Jesse Plemons is perfect. Sweaty, dirty, confident. He has the look of someone who's studied too much and slept too little. He's like those Reddit users who... they fall into spiritual abysses after talking to a chatbot for weeks. The difference is that Teddy has a plan. He trained his cousin Don (Aidan Delbis(in his first film appearance). He's prepared psychological torture. He has a deadline: the lunar eclipse. Three days to get an alien to confess. Or to confirm a delusion.

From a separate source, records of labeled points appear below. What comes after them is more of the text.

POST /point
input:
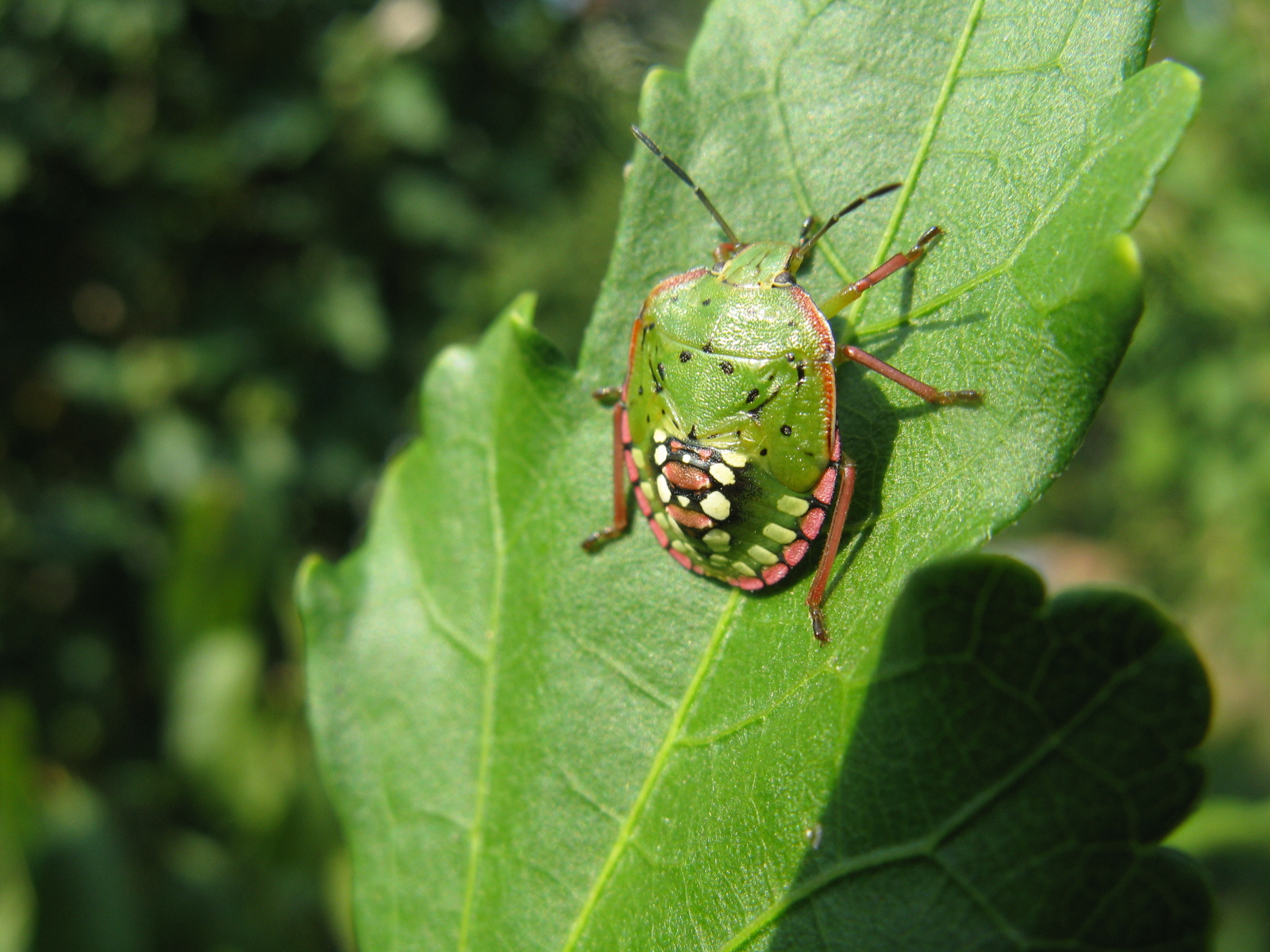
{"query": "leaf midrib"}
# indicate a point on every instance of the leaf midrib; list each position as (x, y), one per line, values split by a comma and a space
(489, 693)
(660, 761)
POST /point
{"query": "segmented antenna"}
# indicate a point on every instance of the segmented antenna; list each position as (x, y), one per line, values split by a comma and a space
(696, 190)
(804, 245)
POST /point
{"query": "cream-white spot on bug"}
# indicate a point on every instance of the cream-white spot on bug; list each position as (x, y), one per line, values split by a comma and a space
(718, 539)
(791, 505)
(779, 533)
(723, 474)
(717, 505)
(762, 555)
(664, 489)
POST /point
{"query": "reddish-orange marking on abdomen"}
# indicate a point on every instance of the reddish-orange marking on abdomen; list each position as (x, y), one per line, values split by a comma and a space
(687, 517)
(812, 524)
(685, 476)
(643, 503)
(775, 573)
(795, 551)
(823, 490)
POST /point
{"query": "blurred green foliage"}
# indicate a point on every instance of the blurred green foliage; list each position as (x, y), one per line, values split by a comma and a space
(1172, 492)
(232, 235)
(233, 232)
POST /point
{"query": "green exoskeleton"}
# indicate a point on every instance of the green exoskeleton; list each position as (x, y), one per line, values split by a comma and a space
(727, 422)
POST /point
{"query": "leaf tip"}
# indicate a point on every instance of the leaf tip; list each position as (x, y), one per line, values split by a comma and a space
(522, 308)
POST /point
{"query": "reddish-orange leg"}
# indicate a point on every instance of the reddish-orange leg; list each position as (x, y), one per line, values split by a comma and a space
(849, 352)
(816, 597)
(622, 517)
(884, 271)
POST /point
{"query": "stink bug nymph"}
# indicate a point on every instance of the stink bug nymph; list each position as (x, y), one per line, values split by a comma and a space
(727, 422)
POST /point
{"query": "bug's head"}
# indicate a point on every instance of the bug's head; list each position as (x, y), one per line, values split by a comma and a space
(760, 264)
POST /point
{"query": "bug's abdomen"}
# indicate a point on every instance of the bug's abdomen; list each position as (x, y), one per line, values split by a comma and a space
(721, 516)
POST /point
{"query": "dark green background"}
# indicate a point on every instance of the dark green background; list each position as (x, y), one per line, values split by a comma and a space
(220, 279)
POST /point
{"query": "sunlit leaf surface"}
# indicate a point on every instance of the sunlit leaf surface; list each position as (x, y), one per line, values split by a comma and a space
(537, 749)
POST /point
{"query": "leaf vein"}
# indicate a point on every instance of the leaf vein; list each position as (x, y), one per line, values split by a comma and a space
(660, 761)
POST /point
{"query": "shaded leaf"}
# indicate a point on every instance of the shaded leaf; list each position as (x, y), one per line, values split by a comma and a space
(537, 749)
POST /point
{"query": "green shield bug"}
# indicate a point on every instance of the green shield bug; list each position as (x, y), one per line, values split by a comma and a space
(727, 422)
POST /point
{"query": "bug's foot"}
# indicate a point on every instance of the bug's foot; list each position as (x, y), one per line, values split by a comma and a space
(818, 628)
(598, 539)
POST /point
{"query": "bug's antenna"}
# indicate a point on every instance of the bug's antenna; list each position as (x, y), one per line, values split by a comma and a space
(804, 244)
(696, 190)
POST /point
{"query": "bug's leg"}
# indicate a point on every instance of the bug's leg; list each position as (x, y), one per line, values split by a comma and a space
(924, 390)
(622, 517)
(816, 597)
(884, 271)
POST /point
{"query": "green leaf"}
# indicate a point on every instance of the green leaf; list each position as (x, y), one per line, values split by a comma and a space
(1041, 748)
(537, 749)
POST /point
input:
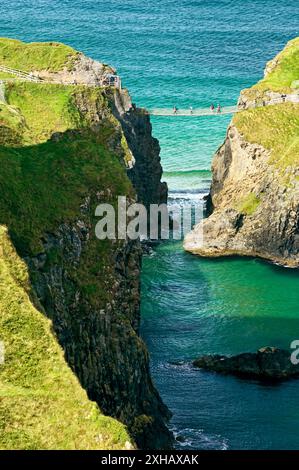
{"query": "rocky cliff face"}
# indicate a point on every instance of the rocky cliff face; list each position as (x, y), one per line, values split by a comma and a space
(254, 195)
(77, 155)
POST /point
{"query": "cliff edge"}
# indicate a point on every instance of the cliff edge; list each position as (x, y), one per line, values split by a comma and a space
(253, 201)
(67, 144)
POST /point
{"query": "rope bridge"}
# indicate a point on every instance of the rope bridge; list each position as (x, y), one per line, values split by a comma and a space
(194, 112)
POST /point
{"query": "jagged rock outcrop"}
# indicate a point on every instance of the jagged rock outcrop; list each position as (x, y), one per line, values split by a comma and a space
(254, 196)
(72, 159)
(267, 363)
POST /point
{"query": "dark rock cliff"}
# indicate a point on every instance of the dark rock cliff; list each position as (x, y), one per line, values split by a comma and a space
(66, 147)
(101, 338)
(253, 204)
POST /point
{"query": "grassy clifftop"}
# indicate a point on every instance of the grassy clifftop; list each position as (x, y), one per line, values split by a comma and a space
(283, 71)
(42, 405)
(58, 146)
(36, 56)
(275, 126)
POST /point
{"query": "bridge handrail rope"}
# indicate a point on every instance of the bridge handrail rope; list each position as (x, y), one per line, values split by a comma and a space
(294, 98)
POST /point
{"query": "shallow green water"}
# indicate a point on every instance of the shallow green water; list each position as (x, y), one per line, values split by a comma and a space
(194, 306)
(192, 53)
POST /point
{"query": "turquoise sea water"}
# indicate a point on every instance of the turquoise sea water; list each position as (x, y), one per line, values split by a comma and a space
(192, 53)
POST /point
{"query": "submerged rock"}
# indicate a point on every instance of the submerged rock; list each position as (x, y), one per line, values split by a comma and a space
(266, 363)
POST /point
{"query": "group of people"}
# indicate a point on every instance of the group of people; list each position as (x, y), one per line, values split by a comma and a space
(212, 108)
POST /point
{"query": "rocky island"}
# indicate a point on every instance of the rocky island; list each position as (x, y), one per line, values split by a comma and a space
(253, 205)
(267, 363)
(69, 303)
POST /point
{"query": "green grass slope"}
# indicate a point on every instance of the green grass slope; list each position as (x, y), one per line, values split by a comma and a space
(275, 127)
(283, 70)
(52, 156)
(36, 56)
(42, 405)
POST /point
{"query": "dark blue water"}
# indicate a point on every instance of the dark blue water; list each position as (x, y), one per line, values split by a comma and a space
(193, 53)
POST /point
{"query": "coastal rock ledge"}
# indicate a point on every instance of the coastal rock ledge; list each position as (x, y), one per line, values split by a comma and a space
(267, 363)
(253, 205)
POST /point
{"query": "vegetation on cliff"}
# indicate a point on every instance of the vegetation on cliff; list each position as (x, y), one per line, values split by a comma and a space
(283, 71)
(274, 127)
(42, 404)
(255, 193)
(36, 56)
(63, 150)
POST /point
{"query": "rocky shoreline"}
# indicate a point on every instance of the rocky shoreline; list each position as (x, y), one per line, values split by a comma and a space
(267, 363)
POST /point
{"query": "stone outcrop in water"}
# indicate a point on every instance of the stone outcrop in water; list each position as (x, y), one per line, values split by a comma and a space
(267, 363)
(84, 146)
(254, 197)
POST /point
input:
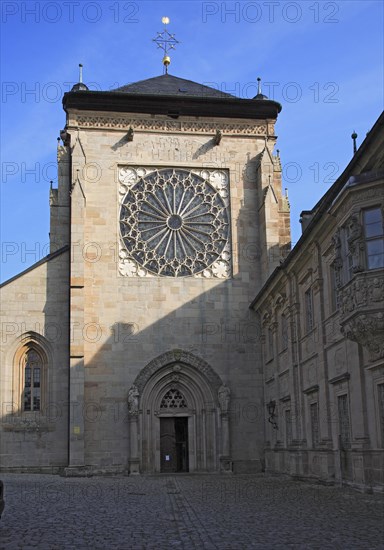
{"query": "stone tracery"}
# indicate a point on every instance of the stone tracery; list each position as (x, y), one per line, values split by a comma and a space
(174, 223)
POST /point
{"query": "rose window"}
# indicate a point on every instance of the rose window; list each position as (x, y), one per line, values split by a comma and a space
(174, 223)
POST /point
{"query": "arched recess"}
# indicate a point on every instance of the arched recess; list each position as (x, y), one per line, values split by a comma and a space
(205, 417)
(22, 348)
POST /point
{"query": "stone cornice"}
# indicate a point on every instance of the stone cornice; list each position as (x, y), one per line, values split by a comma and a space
(144, 124)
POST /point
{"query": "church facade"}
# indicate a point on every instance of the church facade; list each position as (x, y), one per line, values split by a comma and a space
(132, 348)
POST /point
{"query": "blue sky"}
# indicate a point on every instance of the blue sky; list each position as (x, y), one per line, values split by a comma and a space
(323, 61)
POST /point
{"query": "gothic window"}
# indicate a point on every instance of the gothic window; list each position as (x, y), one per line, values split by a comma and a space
(374, 238)
(175, 223)
(284, 332)
(270, 343)
(309, 319)
(173, 399)
(344, 423)
(32, 366)
(380, 391)
(288, 427)
(314, 415)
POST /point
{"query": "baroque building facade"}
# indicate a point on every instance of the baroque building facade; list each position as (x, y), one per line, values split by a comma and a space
(323, 332)
(129, 346)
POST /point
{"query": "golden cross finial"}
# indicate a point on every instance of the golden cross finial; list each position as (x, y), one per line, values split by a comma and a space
(166, 42)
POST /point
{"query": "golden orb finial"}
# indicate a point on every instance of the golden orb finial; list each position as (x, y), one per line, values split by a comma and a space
(166, 41)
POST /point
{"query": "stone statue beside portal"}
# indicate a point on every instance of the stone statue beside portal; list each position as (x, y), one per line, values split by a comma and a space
(224, 395)
(133, 400)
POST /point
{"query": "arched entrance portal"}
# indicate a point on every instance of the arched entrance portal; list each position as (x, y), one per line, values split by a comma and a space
(178, 417)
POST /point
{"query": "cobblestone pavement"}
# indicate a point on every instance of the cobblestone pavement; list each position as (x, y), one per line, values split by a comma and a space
(181, 511)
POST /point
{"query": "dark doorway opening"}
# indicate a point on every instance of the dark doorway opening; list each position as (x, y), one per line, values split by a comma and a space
(174, 444)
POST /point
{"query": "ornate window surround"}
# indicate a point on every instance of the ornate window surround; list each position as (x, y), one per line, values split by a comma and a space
(19, 378)
(196, 227)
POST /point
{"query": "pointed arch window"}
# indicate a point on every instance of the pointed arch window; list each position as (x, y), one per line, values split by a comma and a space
(32, 380)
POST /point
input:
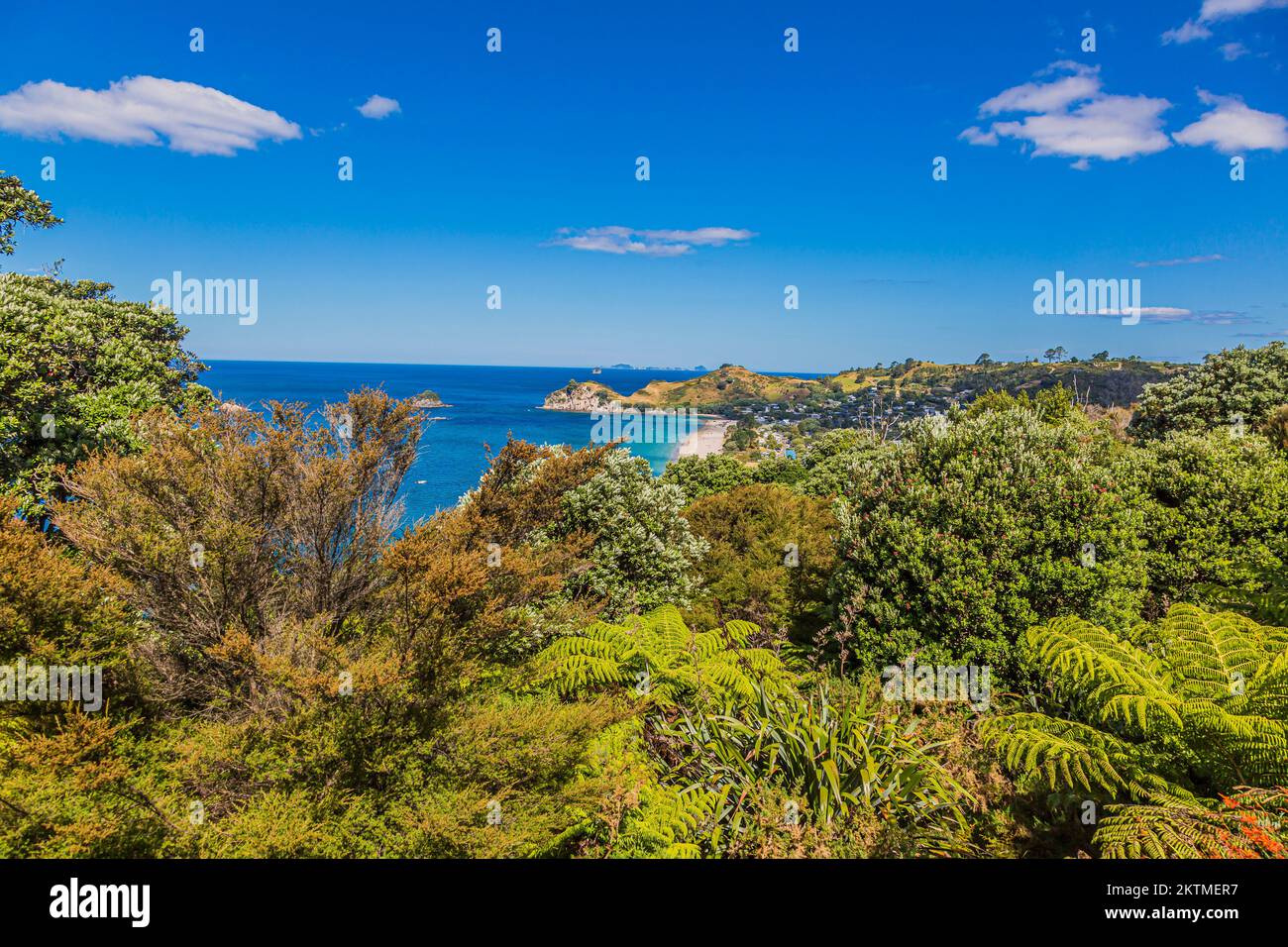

Because Bugonia doesn't solve anything, or maybe it does
Bugonia ends, but it doesn't close. Lanthimos gives you answers, but they're the wrong ones. Or the right ones interpreted badly. Or maybe they're right but not the way you thought. The film has an 87% on Rotten Tomatoes and a 68 on Metacritic. It's not a unanimous masterpiece like Poor Creatures!It's too dark, too uncomfortable. But it's the kind of movie that stays. Because it doesn't let you go.
ari aster (director of Hereditary e Midsummer) is a producer. And it shows. His obsession with family trauma disguised as something else. Teddy isn't looking for aliens. He's looking for someone to blame for his mother's death. Michelle isn't defending her company. She's defending the idea that everything she's done is justifiable. Both cling to their narratives because the alternative is too painful.
The title, Bugonia, is a Greek word that describes an ancient rite: It was believed that bees were born spontaneously from the carcasses of dead animalsLife from death. Transformation. Or maybe just an illusion. A way to make sense of chaos by observing patterns that don't exist. Like Teddy, who sees aliens where there are only ruthless CEOs. Like Michelle, who sees irrationality where there's pain. Like me, watching the film and convinced I understand it. And like you too.
Bugonia has just hit theaters, and it's unlikely to go unnoticed. It's the kind of film that sparks endless discussion. Because ultimately, the question isn't "Who's right?" It's "What makes us think we are?"
And this, in an era where distinguishing reality from fiction is becoming increasingly difficult, that's the question that matters.